(Recasts; updates prices)
By Kate Duguid
NEW YORK, June 3 (Reuters) - The U.S. dollar fell on Monday
after St. Louis Federal Reserve President James Bullard said an
interest rate cut "may be warranted soon," given the rising
economic risk posed by global trade tensions as well as weak
U.S. inflation.
Bullard said that while the Fed cannot respond to every
change in the rapidly evolving trade feud, recent events like
the unexpected announcement of new tariffs on Mexican imports
have created "an environment of elevated uncertainty... that
could feed back to U.S. macroeconomic performance" as the global
economy slows. Also on Monday, a national survey showed U.S. manufacturing
activity slowed in May to its weakest pace in more than two
years as factory managers raised concerns about a trade war
between the United States and China. The mounting trade tension has prompted investors to move
out of riskier assets like U.S. stocks and into safe-havens like
the yen and franc. Against a basket of six major currencies, the
dollar was 0.63% lower at 97.131 .DXY , though it is still up
about 1% this year.
"Though we think the recent warning shot towards Mexico
could be resolved, the road ahead on the global trade front is
likely to remain challenged until the G20 later this month,"
wrote Mark McCormick, global head of foreign exchange strategy
at TD Securities.
"This backdrop leaves us taking a sell-on-rally posture with
dollar/yen."
The yen JPY= hit its strongest level against the dollar
since Jan. 10, at 107.88, last down about 0.31% from the prior
session close.
The franc CHF= has risen close to levels at which the
Swiss National Bank has traditionally intervened to keep the
currency weak.
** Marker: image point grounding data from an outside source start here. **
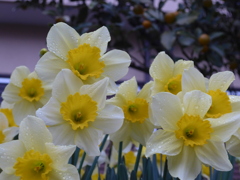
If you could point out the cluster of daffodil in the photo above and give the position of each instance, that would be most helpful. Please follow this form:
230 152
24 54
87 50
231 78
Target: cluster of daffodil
60 113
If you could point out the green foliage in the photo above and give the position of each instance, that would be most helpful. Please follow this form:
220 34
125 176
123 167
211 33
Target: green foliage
220 20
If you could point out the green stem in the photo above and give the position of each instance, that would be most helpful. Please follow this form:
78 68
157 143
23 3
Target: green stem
138 158
75 156
81 162
96 159
119 158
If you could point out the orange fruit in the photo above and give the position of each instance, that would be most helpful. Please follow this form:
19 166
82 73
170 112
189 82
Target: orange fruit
204 39
138 9
205 49
170 17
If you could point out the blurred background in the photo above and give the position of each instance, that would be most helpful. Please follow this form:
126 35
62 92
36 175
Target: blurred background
205 31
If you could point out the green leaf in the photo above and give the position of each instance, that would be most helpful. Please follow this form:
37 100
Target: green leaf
216 35
217 49
167 39
110 174
186 18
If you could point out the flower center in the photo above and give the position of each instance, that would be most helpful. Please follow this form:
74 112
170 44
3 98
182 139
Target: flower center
31 89
174 85
9 116
136 111
2 137
79 110
220 104
193 130
84 61
33 165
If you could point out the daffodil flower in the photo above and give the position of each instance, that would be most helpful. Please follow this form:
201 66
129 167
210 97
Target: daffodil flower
84 55
135 106
6 109
232 145
187 137
166 74
6 133
216 87
26 92
77 113
34 156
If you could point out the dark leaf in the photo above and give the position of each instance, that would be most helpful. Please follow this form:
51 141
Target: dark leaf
167 39
186 18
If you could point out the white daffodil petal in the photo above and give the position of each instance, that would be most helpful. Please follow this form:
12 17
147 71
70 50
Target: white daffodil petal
66 83
196 103
61 38
98 38
123 134
63 134
44 99
18 75
166 110
162 67
215 155
109 119
185 165
192 79
10 133
181 65
3 121
34 133
112 87
163 142
141 132
145 92
59 154
97 91
225 126
22 109
128 89
9 152
10 94
232 145
70 173
158 86
88 140
4 176
235 102
117 100
50 113
116 64
221 80
49 65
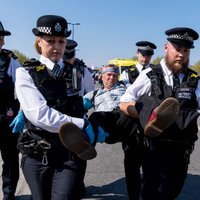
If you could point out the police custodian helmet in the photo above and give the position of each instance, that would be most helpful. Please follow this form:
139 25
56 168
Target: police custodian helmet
182 36
3 32
51 25
146 48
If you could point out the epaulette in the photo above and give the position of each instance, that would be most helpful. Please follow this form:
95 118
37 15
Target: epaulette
9 53
32 63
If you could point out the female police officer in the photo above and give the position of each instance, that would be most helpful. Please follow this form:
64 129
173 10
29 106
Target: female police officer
49 99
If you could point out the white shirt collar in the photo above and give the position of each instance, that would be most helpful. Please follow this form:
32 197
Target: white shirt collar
49 64
140 67
165 68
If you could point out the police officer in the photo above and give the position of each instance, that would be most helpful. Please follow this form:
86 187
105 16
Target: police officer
145 51
133 153
50 95
166 158
9 107
78 66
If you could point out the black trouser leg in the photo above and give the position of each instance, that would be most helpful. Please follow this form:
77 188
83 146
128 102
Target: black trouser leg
132 164
144 106
10 157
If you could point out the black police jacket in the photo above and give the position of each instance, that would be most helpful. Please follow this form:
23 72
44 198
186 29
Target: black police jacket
7 100
185 129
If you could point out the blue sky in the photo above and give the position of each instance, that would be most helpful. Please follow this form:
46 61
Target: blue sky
108 28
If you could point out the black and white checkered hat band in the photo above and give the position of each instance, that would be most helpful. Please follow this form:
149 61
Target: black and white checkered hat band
146 48
181 37
44 29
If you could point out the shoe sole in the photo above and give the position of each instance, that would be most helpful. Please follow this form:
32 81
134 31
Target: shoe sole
73 138
166 115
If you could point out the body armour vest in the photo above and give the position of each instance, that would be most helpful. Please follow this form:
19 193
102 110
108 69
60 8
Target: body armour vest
185 128
7 100
60 93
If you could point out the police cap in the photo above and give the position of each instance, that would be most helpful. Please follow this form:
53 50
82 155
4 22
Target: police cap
146 48
4 32
51 25
182 36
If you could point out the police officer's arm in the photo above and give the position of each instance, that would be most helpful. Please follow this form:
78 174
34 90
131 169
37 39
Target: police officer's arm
35 107
129 109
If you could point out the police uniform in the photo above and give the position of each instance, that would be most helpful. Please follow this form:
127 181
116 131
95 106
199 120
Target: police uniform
166 158
49 101
146 48
9 107
132 153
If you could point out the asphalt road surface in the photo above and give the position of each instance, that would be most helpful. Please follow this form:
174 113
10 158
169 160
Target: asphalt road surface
104 178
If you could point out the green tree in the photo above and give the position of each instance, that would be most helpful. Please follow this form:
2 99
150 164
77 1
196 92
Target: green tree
21 56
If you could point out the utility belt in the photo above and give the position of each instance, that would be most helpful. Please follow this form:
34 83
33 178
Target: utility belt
39 143
30 143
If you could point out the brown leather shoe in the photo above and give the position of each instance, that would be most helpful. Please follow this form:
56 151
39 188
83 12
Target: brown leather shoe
73 138
162 117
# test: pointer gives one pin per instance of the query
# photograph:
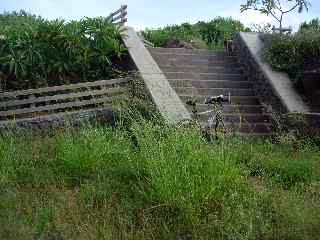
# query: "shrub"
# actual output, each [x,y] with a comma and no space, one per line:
[210,34]
[313,25]
[161,36]
[36,52]
[294,54]
[220,29]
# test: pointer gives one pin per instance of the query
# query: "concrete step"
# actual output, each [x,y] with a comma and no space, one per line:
[204,76]
[209,83]
[240,117]
[248,128]
[187,51]
[213,91]
[235,100]
[200,69]
[165,60]
[233,109]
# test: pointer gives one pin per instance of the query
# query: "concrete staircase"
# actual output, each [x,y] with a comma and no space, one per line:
[201,73]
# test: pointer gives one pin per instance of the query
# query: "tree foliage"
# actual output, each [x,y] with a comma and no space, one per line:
[35,52]
[276,8]
[313,25]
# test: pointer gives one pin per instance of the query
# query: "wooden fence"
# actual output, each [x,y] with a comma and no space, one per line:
[119,16]
[37,102]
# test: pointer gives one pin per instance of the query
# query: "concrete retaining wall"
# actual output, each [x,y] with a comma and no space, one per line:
[273,88]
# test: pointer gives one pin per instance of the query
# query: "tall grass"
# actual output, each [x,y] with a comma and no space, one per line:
[97,183]
[35,52]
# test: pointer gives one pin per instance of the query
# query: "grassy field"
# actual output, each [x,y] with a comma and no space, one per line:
[156,182]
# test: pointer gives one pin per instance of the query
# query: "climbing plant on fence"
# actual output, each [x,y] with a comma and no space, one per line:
[35,52]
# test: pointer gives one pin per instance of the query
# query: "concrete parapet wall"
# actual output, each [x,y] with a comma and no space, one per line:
[273,88]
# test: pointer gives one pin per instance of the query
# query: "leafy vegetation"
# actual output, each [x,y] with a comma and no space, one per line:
[35,52]
[156,182]
[276,9]
[294,54]
[313,25]
[200,35]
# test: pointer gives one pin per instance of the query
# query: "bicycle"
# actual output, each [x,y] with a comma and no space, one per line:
[215,111]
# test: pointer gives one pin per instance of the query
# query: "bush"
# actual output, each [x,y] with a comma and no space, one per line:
[294,54]
[202,34]
[220,29]
[161,36]
[36,52]
[313,25]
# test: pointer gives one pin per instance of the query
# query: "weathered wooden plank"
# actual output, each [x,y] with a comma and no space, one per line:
[61,97]
[64,87]
[58,106]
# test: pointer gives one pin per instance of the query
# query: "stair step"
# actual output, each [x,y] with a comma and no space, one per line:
[187,51]
[200,69]
[234,109]
[245,100]
[204,76]
[213,91]
[242,117]
[163,60]
[261,128]
[209,83]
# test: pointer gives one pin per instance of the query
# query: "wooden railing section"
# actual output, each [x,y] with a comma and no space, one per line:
[119,16]
[35,102]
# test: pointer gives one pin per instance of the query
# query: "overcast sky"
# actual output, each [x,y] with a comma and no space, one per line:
[152,14]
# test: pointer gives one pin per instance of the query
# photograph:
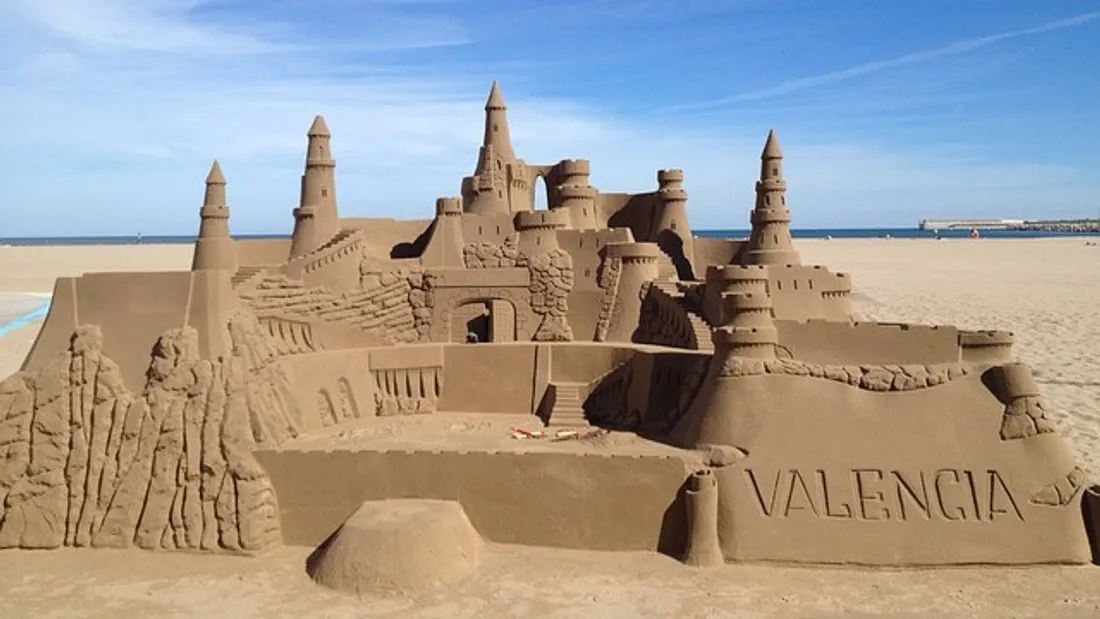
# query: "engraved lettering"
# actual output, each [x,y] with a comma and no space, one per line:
[904,488]
[974,495]
[865,497]
[845,508]
[756,487]
[956,495]
[941,475]
[997,486]
[798,481]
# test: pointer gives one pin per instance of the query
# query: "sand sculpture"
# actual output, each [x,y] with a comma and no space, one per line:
[259,399]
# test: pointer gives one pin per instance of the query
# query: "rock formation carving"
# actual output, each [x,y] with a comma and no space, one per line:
[87,462]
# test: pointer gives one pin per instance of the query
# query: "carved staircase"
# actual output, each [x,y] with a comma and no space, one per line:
[568,405]
[246,277]
[699,323]
[666,269]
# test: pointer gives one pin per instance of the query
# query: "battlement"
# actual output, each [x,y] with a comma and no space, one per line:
[668,176]
[448,206]
[722,273]
[571,168]
[576,191]
[991,338]
[633,252]
[541,220]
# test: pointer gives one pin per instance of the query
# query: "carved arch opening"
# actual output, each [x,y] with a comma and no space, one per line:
[485,319]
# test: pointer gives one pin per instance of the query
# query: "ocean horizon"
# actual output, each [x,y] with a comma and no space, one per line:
[716,233]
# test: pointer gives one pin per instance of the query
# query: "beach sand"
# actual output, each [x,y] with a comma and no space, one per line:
[1046,291]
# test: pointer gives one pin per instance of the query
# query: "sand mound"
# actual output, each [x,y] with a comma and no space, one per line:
[399,545]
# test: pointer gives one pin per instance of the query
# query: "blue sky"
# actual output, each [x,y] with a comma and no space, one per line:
[888,110]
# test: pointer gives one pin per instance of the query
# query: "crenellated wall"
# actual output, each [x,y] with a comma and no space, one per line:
[868,342]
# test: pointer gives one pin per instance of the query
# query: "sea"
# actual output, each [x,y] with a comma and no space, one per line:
[730,233]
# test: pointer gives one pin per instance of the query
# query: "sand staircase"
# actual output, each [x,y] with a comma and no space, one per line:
[699,323]
[666,269]
[568,406]
[248,277]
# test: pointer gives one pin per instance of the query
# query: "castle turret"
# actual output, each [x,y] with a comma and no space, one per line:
[538,231]
[316,219]
[501,184]
[671,229]
[770,241]
[496,124]
[448,241]
[213,249]
[638,267]
[575,196]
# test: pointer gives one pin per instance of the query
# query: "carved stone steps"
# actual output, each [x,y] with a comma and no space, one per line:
[568,407]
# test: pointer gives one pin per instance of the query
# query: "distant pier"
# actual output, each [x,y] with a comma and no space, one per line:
[1022,224]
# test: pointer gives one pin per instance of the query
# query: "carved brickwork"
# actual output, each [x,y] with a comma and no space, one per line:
[86,462]
[1023,418]
[1062,492]
[551,282]
[407,391]
[611,272]
[483,254]
[870,377]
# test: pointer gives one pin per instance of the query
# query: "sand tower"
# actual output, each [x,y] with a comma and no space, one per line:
[316,219]
[770,241]
[501,183]
[213,249]
[575,196]
[673,232]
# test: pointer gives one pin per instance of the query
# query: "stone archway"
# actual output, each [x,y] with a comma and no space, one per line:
[491,320]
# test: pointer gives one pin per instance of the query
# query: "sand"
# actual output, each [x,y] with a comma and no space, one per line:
[1045,290]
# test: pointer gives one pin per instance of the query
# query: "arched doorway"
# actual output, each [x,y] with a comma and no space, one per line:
[490,320]
[541,192]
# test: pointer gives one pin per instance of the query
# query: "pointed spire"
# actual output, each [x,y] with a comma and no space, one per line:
[216,177]
[319,128]
[771,148]
[495,99]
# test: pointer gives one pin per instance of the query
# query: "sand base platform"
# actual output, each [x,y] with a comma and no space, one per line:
[403,545]
[574,494]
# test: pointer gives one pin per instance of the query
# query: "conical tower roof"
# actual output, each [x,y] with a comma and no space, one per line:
[216,177]
[495,99]
[319,128]
[771,148]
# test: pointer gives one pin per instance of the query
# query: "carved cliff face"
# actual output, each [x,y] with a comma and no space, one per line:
[84,461]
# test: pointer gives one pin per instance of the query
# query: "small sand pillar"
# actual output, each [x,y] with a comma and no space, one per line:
[703,549]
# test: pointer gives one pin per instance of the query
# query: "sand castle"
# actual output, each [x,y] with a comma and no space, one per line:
[289,391]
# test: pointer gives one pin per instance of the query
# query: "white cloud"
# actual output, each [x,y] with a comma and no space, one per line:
[111,139]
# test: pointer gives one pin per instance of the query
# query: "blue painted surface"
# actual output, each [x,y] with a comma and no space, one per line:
[22,321]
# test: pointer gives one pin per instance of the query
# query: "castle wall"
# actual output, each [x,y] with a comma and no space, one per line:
[487,228]
[547,499]
[858,343]
[636,211]
[584,300]
[261,252]
[131,310]
[331,386]
[386,238]
[833,473]
[809,293]
[716,251]
[488,378]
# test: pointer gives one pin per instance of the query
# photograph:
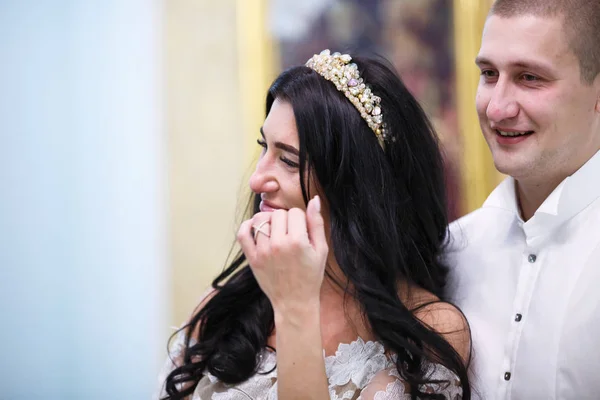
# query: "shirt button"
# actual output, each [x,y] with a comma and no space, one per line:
[518,317]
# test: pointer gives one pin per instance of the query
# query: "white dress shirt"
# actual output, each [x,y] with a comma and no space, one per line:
[531,291]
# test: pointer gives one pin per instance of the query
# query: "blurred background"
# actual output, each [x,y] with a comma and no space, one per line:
[127,134]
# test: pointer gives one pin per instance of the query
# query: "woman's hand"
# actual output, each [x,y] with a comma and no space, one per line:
[287,251]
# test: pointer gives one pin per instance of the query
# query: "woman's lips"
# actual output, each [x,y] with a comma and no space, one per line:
[265,206]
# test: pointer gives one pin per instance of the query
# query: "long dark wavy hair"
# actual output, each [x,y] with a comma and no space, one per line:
[388,224]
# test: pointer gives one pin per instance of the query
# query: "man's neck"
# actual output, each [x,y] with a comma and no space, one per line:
[530,196]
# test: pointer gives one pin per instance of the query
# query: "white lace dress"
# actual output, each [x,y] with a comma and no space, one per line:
[358,371]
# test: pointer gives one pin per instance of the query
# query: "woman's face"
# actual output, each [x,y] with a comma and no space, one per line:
[276,177]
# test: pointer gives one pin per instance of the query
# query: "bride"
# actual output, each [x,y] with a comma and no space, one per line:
[337,292]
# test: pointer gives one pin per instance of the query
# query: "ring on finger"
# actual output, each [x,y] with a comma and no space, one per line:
[258,229]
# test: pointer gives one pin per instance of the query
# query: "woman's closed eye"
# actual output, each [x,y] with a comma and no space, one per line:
[262,143]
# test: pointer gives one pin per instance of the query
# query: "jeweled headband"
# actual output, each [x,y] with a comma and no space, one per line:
[337,68]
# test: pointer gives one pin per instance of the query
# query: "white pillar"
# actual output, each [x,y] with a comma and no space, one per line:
[83,266]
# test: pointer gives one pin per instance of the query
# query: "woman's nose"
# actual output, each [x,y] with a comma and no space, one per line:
[263,179]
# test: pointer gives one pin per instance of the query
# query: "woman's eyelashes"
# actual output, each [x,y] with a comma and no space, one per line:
[262,143]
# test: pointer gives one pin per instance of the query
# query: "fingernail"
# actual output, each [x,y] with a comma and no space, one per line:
[317,201]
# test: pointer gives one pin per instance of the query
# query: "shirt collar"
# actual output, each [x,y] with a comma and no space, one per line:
[570,197]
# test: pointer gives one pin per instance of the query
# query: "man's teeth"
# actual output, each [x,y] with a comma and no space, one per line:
[502,133]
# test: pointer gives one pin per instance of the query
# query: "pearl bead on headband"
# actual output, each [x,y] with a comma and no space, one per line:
[338,69]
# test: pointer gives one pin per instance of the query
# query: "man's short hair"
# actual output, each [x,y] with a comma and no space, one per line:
[581,22]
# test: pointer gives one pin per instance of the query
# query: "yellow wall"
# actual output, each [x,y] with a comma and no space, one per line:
[216,60]
[479,176]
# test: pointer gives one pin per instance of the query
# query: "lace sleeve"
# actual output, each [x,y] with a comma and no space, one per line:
[387,385]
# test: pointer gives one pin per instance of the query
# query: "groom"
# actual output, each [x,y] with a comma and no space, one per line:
[526,265]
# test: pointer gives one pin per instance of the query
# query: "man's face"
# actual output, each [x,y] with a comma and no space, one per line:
[538,118]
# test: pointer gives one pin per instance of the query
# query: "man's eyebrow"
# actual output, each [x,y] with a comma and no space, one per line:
[282,146]
[525,64]
[482,60]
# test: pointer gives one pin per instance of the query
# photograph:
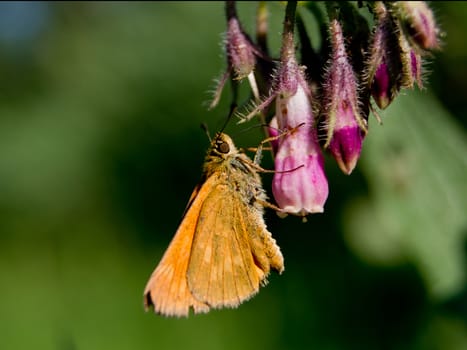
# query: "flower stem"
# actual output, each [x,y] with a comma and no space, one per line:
[288,49]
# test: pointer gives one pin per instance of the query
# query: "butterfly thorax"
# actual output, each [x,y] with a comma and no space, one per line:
[223,159]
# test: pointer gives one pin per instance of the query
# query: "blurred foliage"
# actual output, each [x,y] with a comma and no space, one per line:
[100,148]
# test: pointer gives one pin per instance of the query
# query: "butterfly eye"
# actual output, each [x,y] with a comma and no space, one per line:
[224,147]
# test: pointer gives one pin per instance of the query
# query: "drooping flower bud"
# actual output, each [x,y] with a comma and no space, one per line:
[240,50]
[241,54]
[345,127]
[418,24]
[299,185]
[384,65]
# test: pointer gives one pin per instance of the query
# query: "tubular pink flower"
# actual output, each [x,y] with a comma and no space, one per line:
[419,24]
[240,50]
[299,185]
[346,143]
[345,126]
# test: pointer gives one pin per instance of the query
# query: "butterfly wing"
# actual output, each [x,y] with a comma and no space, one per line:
[232,251]
[167,288]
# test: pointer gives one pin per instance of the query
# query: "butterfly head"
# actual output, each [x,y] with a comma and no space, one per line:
[222,146]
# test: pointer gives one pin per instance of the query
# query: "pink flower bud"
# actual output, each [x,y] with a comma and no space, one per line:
[418,23]
[381,86]
[240,50]
[344,124]
[299,185]
[346,143]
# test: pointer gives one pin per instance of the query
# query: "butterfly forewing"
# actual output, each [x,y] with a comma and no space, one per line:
[222,270]
[222,251]
[167,289]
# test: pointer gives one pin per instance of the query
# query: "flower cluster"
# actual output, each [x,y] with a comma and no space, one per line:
[323,102]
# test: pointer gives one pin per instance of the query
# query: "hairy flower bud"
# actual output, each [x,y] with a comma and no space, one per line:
[344,125]
[418,24]
[299,185]
[240,50]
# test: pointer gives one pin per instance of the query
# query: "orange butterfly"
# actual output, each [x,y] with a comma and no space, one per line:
[222,251]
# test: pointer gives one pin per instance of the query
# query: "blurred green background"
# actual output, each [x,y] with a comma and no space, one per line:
[100,148]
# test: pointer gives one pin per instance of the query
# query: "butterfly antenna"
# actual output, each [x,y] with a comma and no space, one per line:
[204,126]
[233,108]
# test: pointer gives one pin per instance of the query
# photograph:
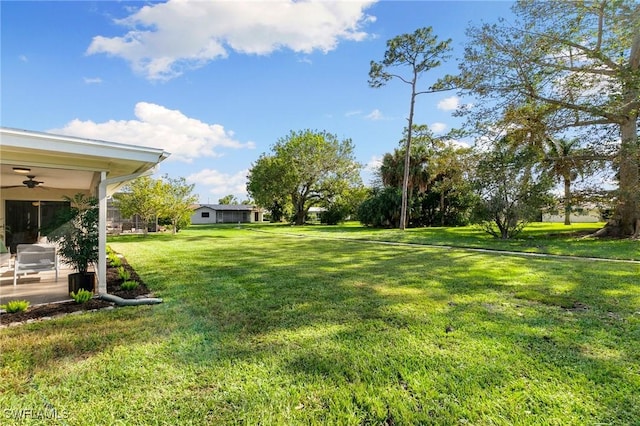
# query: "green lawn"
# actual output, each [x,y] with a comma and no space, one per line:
[270,328]
[548,238]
Against the euro EURCHF= it rallied more than
half a percent to 1.112 francs, its strongest since July 2017,
though it was last weaker at 1.116. Against the dollar it was at
its strongest since March 27, with the dollar 0.99% weaker at
0.991 francs.
"While the Swiss franc has appreciated strongly in recent
weeks, much of that gain is due to the wave of risk aversion
sweeping across markets and we need to see further substantial
gains before the central bank has to step in," said Manuel
Oliveri, a currency strategist at Credit Agricole in London.
The Swiss National Bank, which pursues a monetary policy of
negative interest rates and currency intervention, has
traditionally intervened when the franc has risen to around 1.10
francs per euro, but low inflation and trade tensions suggest
the franc has to gain far more from current levels.